This I Believe. Frieda Gates is director of the public library in Syracuse, New York. She started as a clerk right after she finished high school before the first World War, and worked her way to the top by careful application to detail and a contagious enthusiasm. But this attention to detail has not limited her thinking to narrow paths. She now demonstrates as she reveals her credo.
I am one of those people who has been truly blessed. And if you ask why, my answer is as simple as this: I am spending my life in work that I love. Ever since I was 10 years old, I have been associated in some way or other with the library profession.
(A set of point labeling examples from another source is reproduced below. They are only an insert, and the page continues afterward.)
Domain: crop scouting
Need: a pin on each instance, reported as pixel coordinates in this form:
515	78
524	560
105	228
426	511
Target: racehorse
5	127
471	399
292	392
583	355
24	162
From the moment I entered the children's room of the Syracuse Public Library, not much less than fifty years ago, the influence of good books and kind friends has ever been present in my life. It seems to me, as I look back, even at that age the values and beliefs important and vital to me now were beginning to take shape in my mind and heart.
Circumstances did not permit formal training in my case. I know I have missed much. Yet how fortunate I have been to be where I could take my inspiration and guidance from the treasury of thought and wisdom which surrounds me. Where is there a greater source for knowledge than in the written word? The ideas which great minds have discovered and handed down through the ages are before me.
I am able through my profession to lead to this knowledge the people whom I deem it a privilege to serve. By helping them, I believe I am helping myself, for only by doing for each other and working together can my community be comprised of an intelligent and enlightened citizenship.
I believe my ethical duty is to form my thoughts and social attitudes according to the American democratic tradition. Tolerance with regard to the opinions of others which differ, I think, is extremely important. I believe every man has a right to his own truth and to his own mistakes--and I have made many--as long as by these truths and by these mistakes, he doesn't harm his fellow man.
Mistakes are byproducts of deeds. I trust in man's innate fairness and in his natural disposition to forget and forgive, and I am seldom disappointed. I believe that we are all equal citizens, with equal rights and duties. I believe in true democracy, in strict respect for the rights of the individual, mutual tolerance, and in building a society where people from all walks of life and opinions can meet together in understanding and good fellowship. As a member of the Jewish faith, I believe in the dignity of man, because he is created in God's image. My faith teaches me to believe in the goodness of man and in his ability to live in justice and brotherhood. I believe in God as the symbol of all eternal values.
I believe my credo, which has been formed through contact with a satisfying and stimulating profession--and a living faith--can be a successful credo only if I can make it useful to my fellow man. It is successful if I can help him increase his happiness and help him and myself maintain the principles that make up our democratic way of life.
Those are the beliefs of Frieda Gates, a native of Syracuse, New York, an active woman who divides her spare time between social and civic organizations, the golf course, and her garden.